Wildlife and Fisheries Assistant Secretary Randy Pausina said he heard stories about shrimpers — there are roughly 3,000 licensed in Louisiana — meeting with a law firm regarding what he thought could potentially be a “class action.” When he asked if any of the shrimpers present would be willing to divulge something regarding the gatherings, loud and deliberate chuckles erupted from the middle of the audience where shrimpers sat huddled together. But no answer was provided.

State Rep. Truck Gisclair, D-Larose, told task force members later that the New Orleans law firm of Herman, Herman, Katz and Cotlar had recently met with shrimpers at the Larose Civic Center and asked them to bring three years’ worth of trip tickets, which reveal catch totals and other relevant information. “They were on a fact-finding mission,” Gisclair said with a laugh.

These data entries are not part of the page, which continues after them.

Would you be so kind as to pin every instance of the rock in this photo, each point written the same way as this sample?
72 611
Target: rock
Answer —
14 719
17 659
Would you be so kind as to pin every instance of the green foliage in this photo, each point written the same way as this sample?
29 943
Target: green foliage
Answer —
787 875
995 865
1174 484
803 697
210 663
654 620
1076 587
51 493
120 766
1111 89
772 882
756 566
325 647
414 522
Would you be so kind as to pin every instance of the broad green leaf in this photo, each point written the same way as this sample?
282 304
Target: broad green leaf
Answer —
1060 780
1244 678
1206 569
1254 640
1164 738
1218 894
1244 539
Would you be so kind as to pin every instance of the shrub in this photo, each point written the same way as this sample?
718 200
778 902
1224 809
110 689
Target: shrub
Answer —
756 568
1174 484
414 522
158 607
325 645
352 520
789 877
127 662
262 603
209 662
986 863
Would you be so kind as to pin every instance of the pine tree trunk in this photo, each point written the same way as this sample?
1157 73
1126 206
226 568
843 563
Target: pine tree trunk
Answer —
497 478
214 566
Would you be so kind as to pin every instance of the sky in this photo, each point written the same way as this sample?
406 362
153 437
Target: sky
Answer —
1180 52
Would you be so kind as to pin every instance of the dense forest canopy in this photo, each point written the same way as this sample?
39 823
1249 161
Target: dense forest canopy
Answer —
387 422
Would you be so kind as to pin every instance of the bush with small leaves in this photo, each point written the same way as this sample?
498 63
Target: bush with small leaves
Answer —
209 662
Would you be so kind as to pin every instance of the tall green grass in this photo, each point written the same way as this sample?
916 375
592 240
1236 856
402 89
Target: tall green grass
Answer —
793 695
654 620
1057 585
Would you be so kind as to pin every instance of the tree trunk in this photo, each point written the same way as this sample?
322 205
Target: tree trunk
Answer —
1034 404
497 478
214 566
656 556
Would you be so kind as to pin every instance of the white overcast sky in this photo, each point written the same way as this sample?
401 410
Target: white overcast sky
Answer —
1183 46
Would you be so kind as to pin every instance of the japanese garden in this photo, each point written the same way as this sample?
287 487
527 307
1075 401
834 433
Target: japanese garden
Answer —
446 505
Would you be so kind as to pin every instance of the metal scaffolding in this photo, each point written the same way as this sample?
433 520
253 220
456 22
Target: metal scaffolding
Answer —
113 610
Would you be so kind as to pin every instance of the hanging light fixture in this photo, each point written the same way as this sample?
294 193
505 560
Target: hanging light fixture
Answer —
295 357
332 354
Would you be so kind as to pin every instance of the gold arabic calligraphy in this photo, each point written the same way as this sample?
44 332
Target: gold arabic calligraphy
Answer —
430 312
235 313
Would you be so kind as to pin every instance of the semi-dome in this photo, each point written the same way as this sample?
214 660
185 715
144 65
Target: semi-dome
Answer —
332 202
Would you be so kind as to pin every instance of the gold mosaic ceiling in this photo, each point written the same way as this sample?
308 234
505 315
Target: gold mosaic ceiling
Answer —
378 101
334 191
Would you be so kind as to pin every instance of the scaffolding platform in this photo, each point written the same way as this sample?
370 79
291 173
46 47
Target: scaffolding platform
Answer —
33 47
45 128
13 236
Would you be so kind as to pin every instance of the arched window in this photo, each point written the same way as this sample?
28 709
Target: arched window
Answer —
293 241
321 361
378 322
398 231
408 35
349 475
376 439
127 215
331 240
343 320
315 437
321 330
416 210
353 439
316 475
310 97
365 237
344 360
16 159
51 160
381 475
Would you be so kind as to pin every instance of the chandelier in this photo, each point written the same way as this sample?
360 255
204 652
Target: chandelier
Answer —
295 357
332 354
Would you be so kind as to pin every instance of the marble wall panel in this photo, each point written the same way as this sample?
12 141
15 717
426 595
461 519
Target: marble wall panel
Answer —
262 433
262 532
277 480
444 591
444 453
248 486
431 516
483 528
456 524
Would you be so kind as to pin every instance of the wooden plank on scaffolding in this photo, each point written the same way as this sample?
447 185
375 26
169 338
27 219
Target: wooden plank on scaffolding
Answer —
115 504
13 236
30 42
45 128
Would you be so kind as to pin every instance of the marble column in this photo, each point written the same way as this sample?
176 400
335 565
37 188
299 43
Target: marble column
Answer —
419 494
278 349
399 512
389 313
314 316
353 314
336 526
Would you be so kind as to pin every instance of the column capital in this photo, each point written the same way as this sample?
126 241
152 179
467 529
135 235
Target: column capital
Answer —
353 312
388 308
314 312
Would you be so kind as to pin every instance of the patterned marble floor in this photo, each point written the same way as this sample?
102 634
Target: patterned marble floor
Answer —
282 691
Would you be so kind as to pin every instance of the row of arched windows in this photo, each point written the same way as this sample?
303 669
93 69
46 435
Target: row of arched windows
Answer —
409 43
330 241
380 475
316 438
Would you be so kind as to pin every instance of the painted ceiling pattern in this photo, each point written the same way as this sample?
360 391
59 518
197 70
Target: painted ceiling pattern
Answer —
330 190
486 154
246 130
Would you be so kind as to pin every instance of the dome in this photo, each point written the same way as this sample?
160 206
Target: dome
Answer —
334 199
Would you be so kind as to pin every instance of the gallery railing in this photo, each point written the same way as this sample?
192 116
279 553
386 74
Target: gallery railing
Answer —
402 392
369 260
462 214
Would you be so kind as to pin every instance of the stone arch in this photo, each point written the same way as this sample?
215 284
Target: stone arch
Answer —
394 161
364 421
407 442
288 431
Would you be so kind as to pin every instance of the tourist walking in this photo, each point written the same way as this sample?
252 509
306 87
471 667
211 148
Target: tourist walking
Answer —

In related action, the task force heard a list of ideas that could result in legislation during next year’s regular session. Commercial fishermen have been protesting and lobbying elected officials to do something about the low price of shrimp, which is chiefly being driven by imported product. While that’s clearly a federal issue, there are a number of proposals being floated that could be addressed on the state level.

Processors, for instance, voted to request legislation that would increase the shrimp excise tax by 25 cents a barrel to go toward marketing efforts and to require restaurants to disclose where their shrimp come from on their menus. Harvesters, meanwhile, want the state to increase funding for testing imports for health reasons, a well-known argument mounted against foreign shrimp producers.

Gov. Bobby Jindal created the Louisiana Shrimp Task Force last month, and it had only met once before last week’s meeting. During this interim, two of its subcommittees — the Shrimp Harvester Advisory Panel and Shrimp Processor Advisory Panel — also met for the first time. It was clear during this week’s meeting, however, that the harvesters and processors had not yet sat down together. “There’s nothing stopping the two advisory panels from meeting,” Pausina said after an off-the-cuff exchange between Anderson and Babin over prices.

No formal date was set, or agreement reached, but both sides expressed a willingness to try and work together, despite animosities and what has become generational angst. “I think most people should realize that it took us almost seven years just to get to this point where we’re talking,” said Lafitte fishermen Clint Guidry, who represents shrimpers on the task force. “This is our last hoorah. What we do here determines whether we have a shrimp industry to give our children.